Are you sure you're building the local version correctly? I'm publishing a release shortly, perhaps test on that? I did try your repeated-calls test case with 20,000 calls and it still works fine.
I think the local version is correctly built. Ran repeated-calls with 200,000. Didn't fail until 172,515.
I'll try our own tests with the published release once available.
Tested 0.8.0 with one of our own tests. Fails after 1164 calls. For 0.7.1 it was just 92 calls before failure. With the local version I tried, on ebeb262, it was 973 calls.
Thanks for the report, at least the numbers are getting bigger. Reopening.
One first step here might be to try and debug if this is a GC issue or a bigger allocation issue in ComponentizeJS. Another useful isolation could be to independently test StarlingMonkey with some GC objects in an exported interface to see if it's definitely happening on the ComponentizeJS side.

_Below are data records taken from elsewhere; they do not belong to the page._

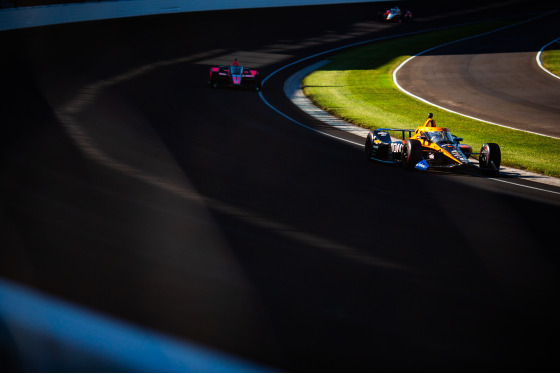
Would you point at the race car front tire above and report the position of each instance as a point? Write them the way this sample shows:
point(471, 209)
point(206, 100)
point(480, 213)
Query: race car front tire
point(490, 157)
point(412, 153)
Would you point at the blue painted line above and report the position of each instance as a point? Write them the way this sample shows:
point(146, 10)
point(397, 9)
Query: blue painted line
point(48, 334)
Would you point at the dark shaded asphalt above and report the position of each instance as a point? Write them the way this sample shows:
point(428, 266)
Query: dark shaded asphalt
point(132, 188)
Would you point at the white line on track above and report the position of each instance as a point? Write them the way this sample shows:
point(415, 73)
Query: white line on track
point(394, 79)
point(539, 58)
point(457, 41)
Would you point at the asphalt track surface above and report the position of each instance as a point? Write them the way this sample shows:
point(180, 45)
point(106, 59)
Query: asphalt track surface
point(132, 188)
point(494, 77)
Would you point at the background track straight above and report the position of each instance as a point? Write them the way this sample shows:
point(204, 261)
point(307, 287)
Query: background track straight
point(132, 188)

Hi, we're seeing something similar in a plugin system we are developing. The host is in Rust and uses wasmtime v23.0.2.
The host repeatedly call a function from the wasm component to apply a transformation to a stream of byte chunks. It works for a few iterations but crashes after a while.

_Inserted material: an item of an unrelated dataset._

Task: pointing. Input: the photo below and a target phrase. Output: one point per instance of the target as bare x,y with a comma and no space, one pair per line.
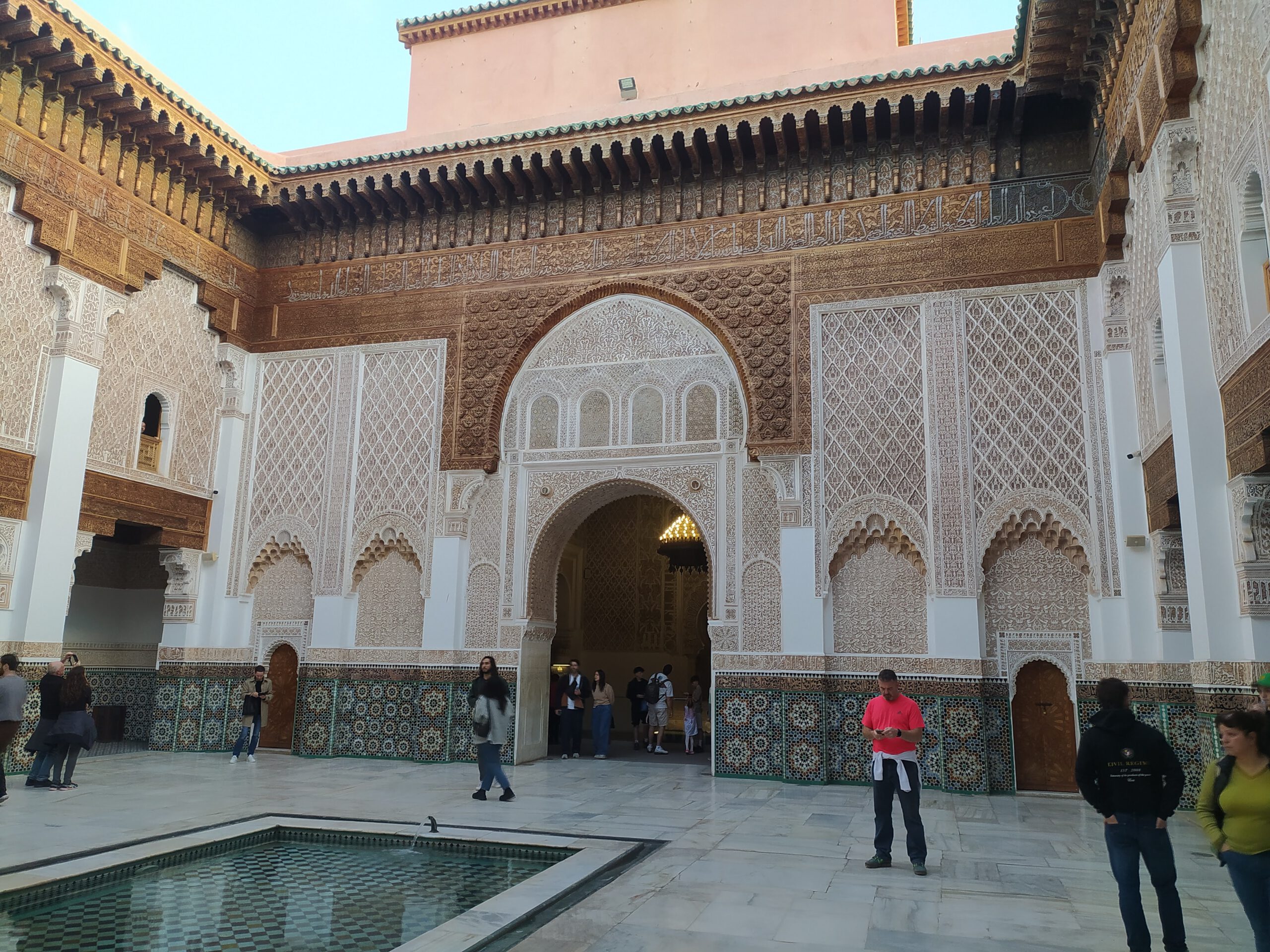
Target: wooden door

The error occurs reliably after the same number of calls for a particular input, but that number changes with different inputs.
Our setup has been working fine with other languages for the guest plugin (go, python, rust) so we think we might be facing the issue described here.

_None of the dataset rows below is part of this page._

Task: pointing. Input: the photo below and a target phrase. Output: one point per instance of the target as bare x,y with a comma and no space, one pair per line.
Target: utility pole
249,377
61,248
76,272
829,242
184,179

The backtrace doesn't seem particularly helpful but I'll provide it anyway:
0: 0x772dbc - <unknown>!<wasm function 8792>
1: 0x714957 - <unknown>!<wasm function 6347>
2: 0x350f50 - <unknown>!<wasm function 450>
3: 0x6abb33 - <unknown>!<wasm function 4725>
4: 0x74cfe9 - <unknown>!<wasm function 7590>
5: 0x36a6df - <unknown>!<wasm function 490>
6: 0x4dc0d1 - <unknown>!<wasm function 1456>
7: 0xa86f3 - <unknown>!<wasm function 8>
8: 0x34109d - <unknown>!<wasm function 426>
9: 0x350e15 - <unknown>!<wasm function 450>
10: 0x6abb33 - <unknown>!<wasm function 4725>
11: 0x518f19 - <unknown>!<wasm function 1706>
12: 0x3c2a0e - <unknown>!<wasm function 652>
13: 0x764085 - <unknown>!transform
I think I've hit the same issue as Guy noted with the issue mention. In case it helps debug, here is a repo with the code I'm componentizing: https://github.com/stadiamaps/pelias-parser-component.
Just npm install and npm run build to get a WASM component. My test setup was to instantiate the component and then call the exported function in a criterion bench. After some number of iterations which varied based on input and the specific build (ex: making minor changes that didn't really affect the end result), it hits an unreachable instruction. Given any binary (component) + input pair, the number of iterations to fail seems to be fixed.
Hey going to try to find time to look into this within the next couple weeks here -- certainly is a head scratcher.
Will see if I can make a smaller/simpler reproduction since it seems to just be performing calls repeatedly that's triggering here.